2.4 Socioeconomic Factors
Australia’s population was 25,704,340 on 31 March 2021 according to the Australian Bureau of Statistics. The population in Australia is concentrated in humid regions, especially urban areas located on the southeast and southwest coasts (Fig. 11.7a). The average population densities in the arid, semiarid, dry subhumid, and humid regions of Australia were 0.12, 4.05, 15.98, and 21.81 individuals per km2, respectively. The population in the drylands (arid, semiarid, and dry subhumid regions) of Australia increased from 12.33 million in 2000 to 16.52 million in approximately 2020. The mean gross domestic production (GDP) values per area were 0.41, 14.40, 52.93, and 66.05 × 104 US$/km2 in the arid, semiarid, dry subhumid, and humid regions of Australia, respectively (Fig. 11.7b).
Grazing (beef cattle/sheep) is a key industry in Australia.
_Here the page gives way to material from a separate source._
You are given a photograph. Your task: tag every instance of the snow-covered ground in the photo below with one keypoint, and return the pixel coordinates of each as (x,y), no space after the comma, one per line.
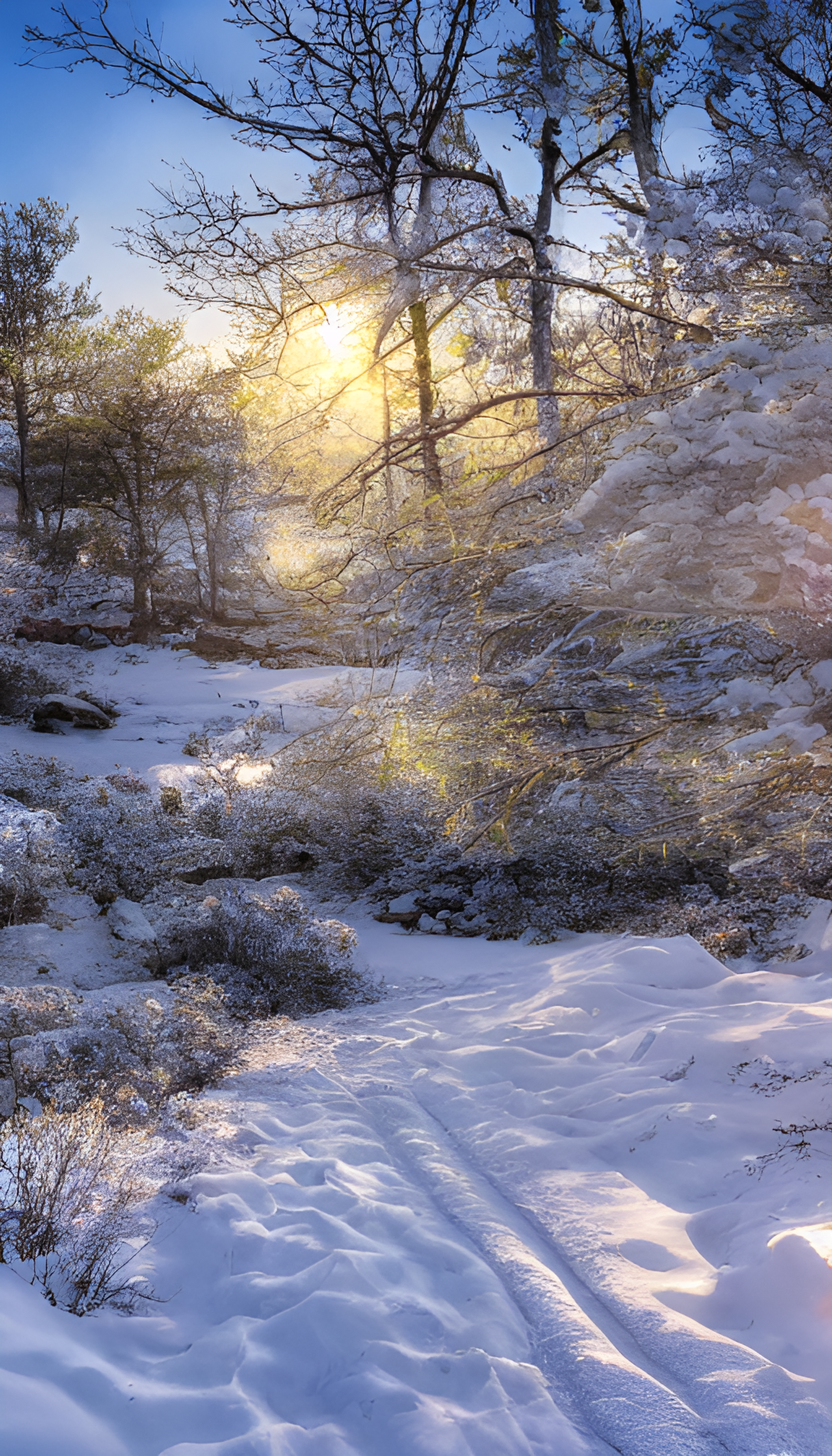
(503,1211)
Meat and wool production contributed almost 30% of the gross agricultural production value in 2009–2010, and the total number of grazing businesses (farmers) during that period was 88,945 (Commonwealth of Australia 2011). According to National Scale Land Use version 5, in 2010–2011, the total grazing land area was 415.1 × 104 km2, including 344.9 × 104 km2 of grazing native vegetation land and 70.2 × 104 km2 grazing-modified pastures, which accounted for 44.8 and 9.1% of terrestrial Australia (Commonwealth of Australia 2016). Grazing native vegetation land is mainly located in the arid region (71.5%), and grazing-modified pastures are mostly distributed in the semiarid region (66.5%) (Fig. 11.21a, b). Thus, the fraction of grazing area to the total area in the semiarid region is the highest, reaching 66.4%, followed by 51.8%, 42.7% and 26.6% for the arid, dry subhumid, and humid regions, respectively.
The indigenous lands, the next largest land use in Australia, is albeit diverse and with its own economy. Land use for mining and tourism is also important as a major part of economic activity besides the extensive grazing in the indigenous lands.
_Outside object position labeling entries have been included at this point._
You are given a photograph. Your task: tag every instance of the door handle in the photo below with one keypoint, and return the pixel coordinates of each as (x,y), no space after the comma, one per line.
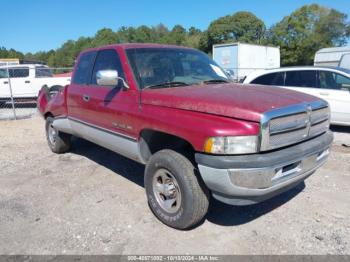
(86,98)
(324,94)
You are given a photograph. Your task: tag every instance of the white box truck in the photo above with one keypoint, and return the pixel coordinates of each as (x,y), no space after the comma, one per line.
(240,59)
(330,56)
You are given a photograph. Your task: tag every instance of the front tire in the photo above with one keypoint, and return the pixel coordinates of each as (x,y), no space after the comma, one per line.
(176,195)
(59,142)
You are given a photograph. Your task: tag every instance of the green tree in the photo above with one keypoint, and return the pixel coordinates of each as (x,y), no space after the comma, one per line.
(104,36)
(241,26)
(177,35)
(307,30)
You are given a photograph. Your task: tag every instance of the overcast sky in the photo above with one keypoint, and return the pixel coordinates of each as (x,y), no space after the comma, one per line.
(30,26)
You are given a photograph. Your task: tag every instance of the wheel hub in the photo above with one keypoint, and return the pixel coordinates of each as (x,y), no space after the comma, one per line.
(52,134)
(167,191)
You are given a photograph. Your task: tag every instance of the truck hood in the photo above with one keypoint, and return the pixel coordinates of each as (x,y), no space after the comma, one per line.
(247,102)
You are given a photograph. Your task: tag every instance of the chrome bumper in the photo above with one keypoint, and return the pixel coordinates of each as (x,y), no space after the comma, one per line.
(247,181)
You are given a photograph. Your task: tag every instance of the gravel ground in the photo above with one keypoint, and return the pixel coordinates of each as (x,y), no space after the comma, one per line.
(92,201)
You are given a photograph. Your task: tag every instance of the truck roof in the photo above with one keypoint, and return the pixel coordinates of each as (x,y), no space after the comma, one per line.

3 Changes in Ecosystem Structures
The sparse tree areas have decreased, while the areas with open and closed trees have increased, indicating that forests in the drylands of Australia have probably become denser since 2002. However, for shrublands, the closed areas have declined, while the areas with open shrublands and sparse or scattered shrubs and grasses have increased, implying that the shrubland canopy density in the drylands of Australia may have decreased. Grasslands have expanded, especially in arid areas, which may have also resulted from the degradation of closed shrublands. In addition, some rainfed crop areas in semiarid regions may have been replaced by rainfed pastures (Fig. 11.8).
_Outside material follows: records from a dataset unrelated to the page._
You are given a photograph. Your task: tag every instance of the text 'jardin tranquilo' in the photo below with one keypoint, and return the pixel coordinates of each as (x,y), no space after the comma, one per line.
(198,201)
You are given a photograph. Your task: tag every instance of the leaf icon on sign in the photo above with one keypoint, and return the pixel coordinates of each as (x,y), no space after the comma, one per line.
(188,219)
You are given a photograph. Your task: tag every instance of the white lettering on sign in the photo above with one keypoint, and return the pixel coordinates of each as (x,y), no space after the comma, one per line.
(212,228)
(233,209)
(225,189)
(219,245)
Leaf area index (LAI) increased significantly in the relatively humid coastal forest regions but decreased in many arid areas that were dominated by shrubs or grasses during 2001–2018 (Fig. 11.9a). This finding is consistent with the land use cover changes in Australia, namely, expanded closed forests and degraded shrublands, and can be attributed to the ‘drier drylands, wetter wet areas’ climate change pattern. Accordingly, significant LAI gains (p < 0.01) occurred in the dry subhumid regions, whereas both the arid and semiarid regions experienced no significant LAI changes in recent decades (Fig. 11.9b).
During a longer period of 35 years (i.e., 1982–2016), the Advanced Very High Resolution Radiometer (AVHRR)-based vegetation continuous field (VCF) maps showed an increase in bare ground in most desert areas in Australia. On the northeastern coasts, tree cover declined, but short vegetation cover increased, whereas in southern Australia, tree cover greatly expanded (Fig. 11.10a). In the dry subhumid regions, bare ground significantly transitioned into short vegetation after 2006, but in drier areas (arid and semiarid regions), VCF changes were not significant throughout the study period (Fig. 11.10b–d).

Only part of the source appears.